Intraoperative transesophageal or intracardiac echocardiography offers recognized useful images in both “point-by-point” ablation9 and cryoablation.10,11 Besides assisting transseptal puncture, intracardiac echocardiography provides a clear definition of the PV ostia and an accurate evaluation of the occlusion by color Doppler. However, the acquisition and interpretation of the images are difficult and require specific operator training, thereby limiting its use.

3DATG, a new X-ray based image technique, has showed a good correlation with the CT image in the analysis of PV anatomy and size, with shorter image acquisition time and lower radiation dose.12 Its usefulness in radiofrequency AF ablation has been satisfactory compared with CT and with electroanatomic mapping systems.13 However, at present there are no published data on its usefulness in AF cryoablation.

3DATG offers a combination of advantages that may be especially interesting in AF cryoablation: first, it is a real-time image obtained during the procedure, with good PV ostia and left atrial appendix resolution; second, it allows simultaneous catheter visualization due to the possibility of fusion with the real time fluoroscopy image; third, it is obtained rapidly, within a few minutes, requiring a low dose of radiation (equivalent to 4 s of conventional cine acquisition); and, fourth, it is not operator dependent, so it does not require a long learning curve. The LA reconstruction obtained by 3DATG can make it easier to accurately follow the deflectable sheath-balloon system to each PV and for poor positions (too advanced or too far) to be discarded before assessing the occlusion by contrast injections, thus reducing unnecessary use of contrast. The possibility of cutting out the image and obtaining endoviews of the LA enhances the value of 3DATG as a complementary tool in the assessment of PV occlusion with cryoballoon.

A period of ventricular asystole is required during image acquisition in order to avoid LA contrast wash-out during rotation of the arc. This is usually achieved by injection of high doses of adenosine or by ventricular overdrive. We acquired an image of sufficient quality using the latter method, because of a more predictable effect than adenosine and a better tolerance by the patient when awake.
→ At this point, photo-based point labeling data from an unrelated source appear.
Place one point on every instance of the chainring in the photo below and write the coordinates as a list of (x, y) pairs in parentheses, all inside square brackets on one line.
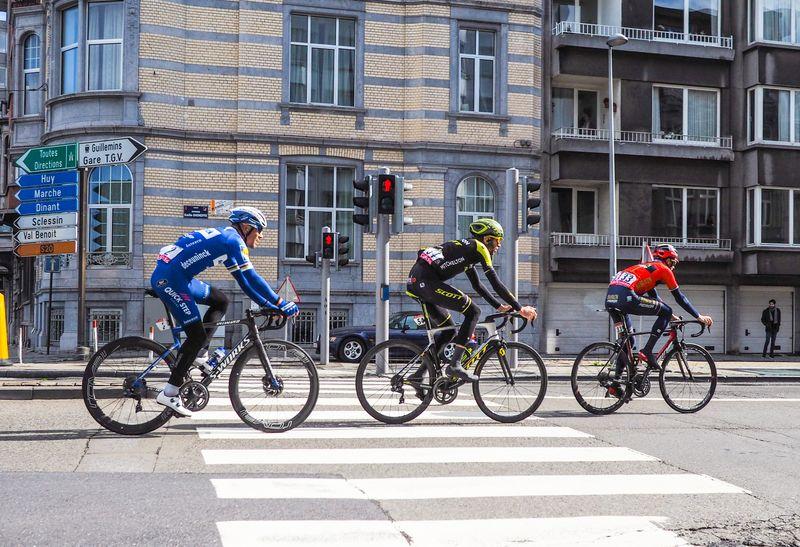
[(445, 391), (194, 395)]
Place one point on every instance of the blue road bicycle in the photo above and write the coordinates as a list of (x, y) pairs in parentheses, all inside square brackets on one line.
[(273, 384)]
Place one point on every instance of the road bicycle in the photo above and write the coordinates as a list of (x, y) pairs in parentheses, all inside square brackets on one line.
[(607, 375), (273, 384), (396, 380)]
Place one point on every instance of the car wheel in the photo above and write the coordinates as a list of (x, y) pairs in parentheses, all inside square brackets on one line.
[(352, 349)]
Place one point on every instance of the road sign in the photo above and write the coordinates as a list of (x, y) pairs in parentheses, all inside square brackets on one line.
[(44, 193), (49, 158), (43, 179), (47, 221), (109, 152), (57, 247), (69, 205)]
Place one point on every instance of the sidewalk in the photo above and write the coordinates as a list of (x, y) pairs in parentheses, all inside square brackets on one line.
[(59, 377)]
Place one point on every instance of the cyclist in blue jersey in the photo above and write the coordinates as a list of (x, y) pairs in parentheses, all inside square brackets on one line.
[(174, 282)]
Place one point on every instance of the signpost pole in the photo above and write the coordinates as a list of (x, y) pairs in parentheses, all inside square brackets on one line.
[(82, 347)]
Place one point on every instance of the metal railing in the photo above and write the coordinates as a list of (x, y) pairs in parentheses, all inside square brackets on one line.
[(649, 35), (642, 137), (559, 239)]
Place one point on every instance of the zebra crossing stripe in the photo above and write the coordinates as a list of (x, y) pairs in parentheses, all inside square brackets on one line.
[(406, 455), (593, 531), (396, 432)]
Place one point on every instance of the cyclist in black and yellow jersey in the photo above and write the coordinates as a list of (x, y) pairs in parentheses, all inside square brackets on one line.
[(435, 265)]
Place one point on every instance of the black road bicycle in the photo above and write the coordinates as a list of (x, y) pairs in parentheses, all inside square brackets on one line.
[(397, 380), (607, 375), (273, 384)]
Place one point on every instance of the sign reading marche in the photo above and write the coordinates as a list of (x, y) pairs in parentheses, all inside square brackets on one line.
[(109, 152)]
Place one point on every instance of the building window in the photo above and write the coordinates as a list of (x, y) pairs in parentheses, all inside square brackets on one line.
[(685, 213), (323, 60), (69, 50), (686, 114), (476, 61), (573, 211), (31, 69), (692, 18), (316, 196), (110, 199), (773, 216), (474, 200), (104, 46)]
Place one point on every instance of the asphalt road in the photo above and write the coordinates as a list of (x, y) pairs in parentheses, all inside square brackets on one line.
[(728, 475)]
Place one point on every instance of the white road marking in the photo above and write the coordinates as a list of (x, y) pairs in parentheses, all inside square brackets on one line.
[(406, 455)]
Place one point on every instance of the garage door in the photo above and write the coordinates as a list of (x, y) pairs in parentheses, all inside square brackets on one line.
[(708, 301), (572, 319), (751, 331)]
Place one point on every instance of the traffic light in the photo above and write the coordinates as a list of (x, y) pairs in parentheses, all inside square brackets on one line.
[(387, 186), (531, 204), (328, 245), (399, 220), (341, 252), (365, 202)]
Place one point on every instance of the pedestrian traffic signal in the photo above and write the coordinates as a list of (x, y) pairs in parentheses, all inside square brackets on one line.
[(387, 186), (328, 245), (341, 252), (364, 206), (399, 220), (531, 204)]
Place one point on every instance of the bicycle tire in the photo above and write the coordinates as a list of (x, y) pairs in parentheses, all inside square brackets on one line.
[(373, 380), (94, 383), (592, 385), (251, 379), (486, 385), (712, 380)]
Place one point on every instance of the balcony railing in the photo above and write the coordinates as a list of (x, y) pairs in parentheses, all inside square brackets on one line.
[(591, 29), (559, 239), (642, 137)]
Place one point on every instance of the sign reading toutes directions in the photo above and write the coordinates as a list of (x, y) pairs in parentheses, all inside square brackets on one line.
[(109, 152)]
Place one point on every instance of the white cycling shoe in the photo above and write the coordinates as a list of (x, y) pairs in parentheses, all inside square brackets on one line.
[(174, 403)]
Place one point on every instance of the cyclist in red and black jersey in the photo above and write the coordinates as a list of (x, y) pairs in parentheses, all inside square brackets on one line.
[(632, 291)]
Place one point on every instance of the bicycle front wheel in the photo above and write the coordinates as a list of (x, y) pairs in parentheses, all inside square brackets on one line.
[(279, 403), (595, 370), (113, 393), (394, 381), (688, 378), (512, 382)]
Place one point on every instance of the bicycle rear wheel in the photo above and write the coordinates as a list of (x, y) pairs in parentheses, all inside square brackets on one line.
[(274, 407), (110, 391), (394, 381), (688, 378), (512, 382), (594, 369)]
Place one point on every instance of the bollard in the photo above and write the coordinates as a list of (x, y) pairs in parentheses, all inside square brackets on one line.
[(94, 334)]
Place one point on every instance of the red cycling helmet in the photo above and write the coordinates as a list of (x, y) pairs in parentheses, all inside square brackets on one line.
[(665, 251)]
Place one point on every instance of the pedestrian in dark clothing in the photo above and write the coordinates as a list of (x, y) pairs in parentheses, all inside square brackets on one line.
[(771, 318)]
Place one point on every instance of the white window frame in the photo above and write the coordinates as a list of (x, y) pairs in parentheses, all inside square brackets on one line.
[(758, 119), (685, 207), (754, 193), (336, 47), (90, 43), (332, 210), (477, 58), (26, 71), (685, 140), (475, 214), (794, 32), (686, 24)]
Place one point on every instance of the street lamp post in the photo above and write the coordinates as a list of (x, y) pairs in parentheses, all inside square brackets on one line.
[(613, 41)]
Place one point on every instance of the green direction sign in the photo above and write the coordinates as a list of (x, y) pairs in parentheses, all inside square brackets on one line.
[(49, 158)]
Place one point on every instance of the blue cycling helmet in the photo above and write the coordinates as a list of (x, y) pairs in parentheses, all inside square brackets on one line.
[(248, 215)]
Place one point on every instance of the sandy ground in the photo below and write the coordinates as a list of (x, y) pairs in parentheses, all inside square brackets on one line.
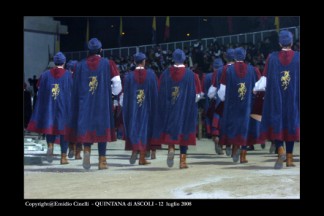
[(209, 176)]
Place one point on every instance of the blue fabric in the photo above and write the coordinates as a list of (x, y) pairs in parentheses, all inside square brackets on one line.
[(94, 44), (51, 112), (285, 38), (239, 54), (183, 149), (236, 123), (178, 115), (139, 57), (102, 148), (138, 116), (290, 147), (92, 115), (179, 56), (280, 115), (59, 58)]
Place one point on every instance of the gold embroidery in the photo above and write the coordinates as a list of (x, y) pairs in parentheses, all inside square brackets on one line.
[(175, 94), (285, 79), (241, 90), (140, 97), (55, 91), (93, 84)]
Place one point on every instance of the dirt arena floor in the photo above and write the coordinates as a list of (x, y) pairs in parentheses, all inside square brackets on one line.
[(209, 176)]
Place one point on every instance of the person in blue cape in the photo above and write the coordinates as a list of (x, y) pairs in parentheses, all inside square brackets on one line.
[(280, 115), (212, 93), (237, 128), (52, 108), (95, 80), (179, 90), (140, 104)]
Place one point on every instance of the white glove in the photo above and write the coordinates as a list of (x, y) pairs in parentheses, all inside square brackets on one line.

Nevertheless, there are several limitations related to rotational angiography that must be considered. It is necessary to prevent movements of the patient during arc rotation, because of this, general anesthesia is usually required or at least a mechanical contention of the patient. On the other hand, very obese patients do not make the 220° rotation required for angiography acquisition possible, so they cannot be explored with this technique. Stopping ventricular contraction, necessary for obtaining a sharp image, may be sometimes difficult for the operator and uncomfortable for the patient.


Rotational angiography provided easy, quick, and valuable anatomical information of the LA, appendix, and PV during our first AF cryoablation with the aid of this system. It facilitated the cannulation and occlusion of all PV with the cryoballoon properly, so it has been incorporated into routine practice in our laboratory. The utility of the addition of 3DATG to conventional AF cryoablation in reducing contrast, fluoroscopy, and total procedure time should be evaluated in the future.